Se il contribuente vince in giudizio, l’atto viene annullato (in toto o in parte) e non dovrà restituire l’agevolazione. Se perde, dovrà pagare quanto dovuto con sanzioni e interessi, potendo eventualmente appellare in secondo grado e poi in Cassazione. Dato il costo e la durata del contenzioso, conviene intraprenderlo solo quando si hanno argomenti solidi o la somma in gioco e la reputazione giustificano la battaglia legale (ad esempio, l’impresa convinta di essere nel giusto sul bonus potrebbe voler fare causa anche per una questione di principio, oltre che economica).
Va segnalato che le pronunce giurisprudenziali recenti in materia di bonus edilizi sono ancora in evoluzione. Ci sono state alcune sentenze delle Corti di Giustizia Tributaria di merito favorevoli ai contribuenti su aspetti procedurali. Ad esempio, come anticipato, alcune Corti hanno stabilito che l’annullamento della comunicazione dell’opzione da parte dell’Agenzia è un atto impugnabile dal contribuente proprio per garantire il suo diritto di difesa. Quindi, qualora il Fisco annulli unilateralmente la cessione/lo sconto (magari ritenendolo a rischio frode), il contribuente può ricorrere subito senza aspettare l’avviso di recupero, per far valutare al giudice la legittimità di tale annullamento. Questo ha un impatto importante, perché consente di giocare d’anticipo e magari ottenere la conferma del bonus se l’annullamento era infondato.
In definitiva, il ricorso tributario rimane l’arma finale del debitore per far valere le proprie ragioni, ed è opportuno prepararlo con dovizia di prove e argomentazioni giuridiche.

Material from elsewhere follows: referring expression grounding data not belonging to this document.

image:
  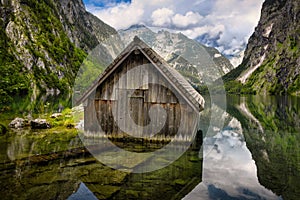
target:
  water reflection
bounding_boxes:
[1,92,71,117]
[185,110,280,199]
[68,182,98,200]
[185,95,299,200]
[0,95,299,199]
[232,95,300,200]
[0,130,202,200]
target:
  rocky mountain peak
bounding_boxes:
[59,0,86,24]
[56,0,121,52]
[119,25,234,85]
[124,24,148,31]
[61,0,85,8]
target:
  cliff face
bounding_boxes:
[223,0,300,95]
[57,0,119,51]
[0,0,119,104]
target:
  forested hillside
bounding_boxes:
[0,0,119,105]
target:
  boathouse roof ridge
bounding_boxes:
[76,36,205,112]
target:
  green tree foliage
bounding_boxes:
[0,20,30,104]
[0,0,87,105]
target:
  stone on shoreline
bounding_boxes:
[50,113,62,119]
[9,117,26,129]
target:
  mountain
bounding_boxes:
[0,0,233,107]
[0,0,120,105]
[223,0,300,95]
[57,0,120,52]
[119,25,234,86]
[225,95,300,200]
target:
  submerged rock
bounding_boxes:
[30,119,51,129]
[9,118,25,129]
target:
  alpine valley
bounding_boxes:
[0,0,299,199]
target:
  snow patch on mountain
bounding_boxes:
[262,23,273,38]
[214,53,221,58]
[238,47,267,84]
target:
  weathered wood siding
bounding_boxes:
[84,50,199,139]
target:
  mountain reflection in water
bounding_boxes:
[184,95,299,200]
[0,95,299,199]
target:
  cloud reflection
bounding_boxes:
[184,115,281,200]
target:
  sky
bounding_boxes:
[82,0,264,66]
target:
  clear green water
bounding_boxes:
[0,95,299,200]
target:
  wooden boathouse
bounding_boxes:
[77,36,205,140]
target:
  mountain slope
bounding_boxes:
[0,0,119,105]
[223,0,300,95]
[57,0,120,52]
[119,25,234,86]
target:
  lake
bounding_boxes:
[0,95,299,199]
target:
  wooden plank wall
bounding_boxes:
[84,91,102,133]
[85,50,199,140]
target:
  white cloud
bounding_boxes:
[172,11,203,28]
[85,0,264,66]
[141,0,173,7]
[88,2,144,30]
[181,24,225,40]
[151,8,174,26]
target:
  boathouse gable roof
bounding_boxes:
[77,36,204,112]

Spesso l’esito dipenderà da questioni tecniche (urbanistiche, edilizie, ecc.), per cui può essere utile allegare perizie o consulenze di esperti del settore a supporto.
Domande frequenti (FAQ) su sconti in fattura non spettanti
- Che cosa significa “sconto in fattura non spettante”?
Significa che il contribuente ha usufruito di uno sconto immediato sul corrispettivo dei lavori, coperto da un credito d’imposta, senza averne diritto secondo la legge. Ciò avviene quando il bonus edilizio sottostante non poteva essere legittimamente applicato (ad esempio per mancanza dei requisiti richiesti, errori sostanziali, lavori non agevolabili, ecc.). In pratica, il Fisco considera quello sconto come un beneficio indebito che deve essere restituito. Da non confondere con lo “sconto inesistente”, che presuppone addirittura che i lavori o le spese siano fittizi o fraudolenti: nello sconto non spettante i lavori sono reali ma il bonus non andava applicato in quel contesto. - Chi deve restituire allo Stato l’importo di uno sconto in fattura non spettante?
Il soggetto principalmente obbligato al recupero del credito d’imposta è il beneficiario originario dell’agevolazione, cioè colui che avrebbe avuto diritto alla detrazione fiscale. Ad esempio, se Tizio fa fare lavori a casa sua e ottiene dal fornitore Caio uno sconto in fattura, e risulta che Tizio non aveva diritto al bonus, l’Agenzia delle Entrate richiederà a Tizio la restituzione dell’importo (maggiorato di interessi e sanzioni). Il fornitore Caio (che ha applicato lo sconto e maturato il credito) o eventuali cessionari (banche, ecc.) saranno chiamati in causa solo se si dimostra una loro partecipazione dolosa o gravemente negligente alla violazione. In assenza di dolo/colpa grave, fornitori e cessionari non rispondono in solido dello sconto non spettante. Quindi, ad esempio, una banca che ha acquisito il credito in buona fede con tutti i documenti a posto non dovrà restituire nulla al Fisco (perderà semmai il credito utilizzato), mentre l’utente finale sì. - Quali sanzioni si applicano in caso di sconto in fattura non spettante?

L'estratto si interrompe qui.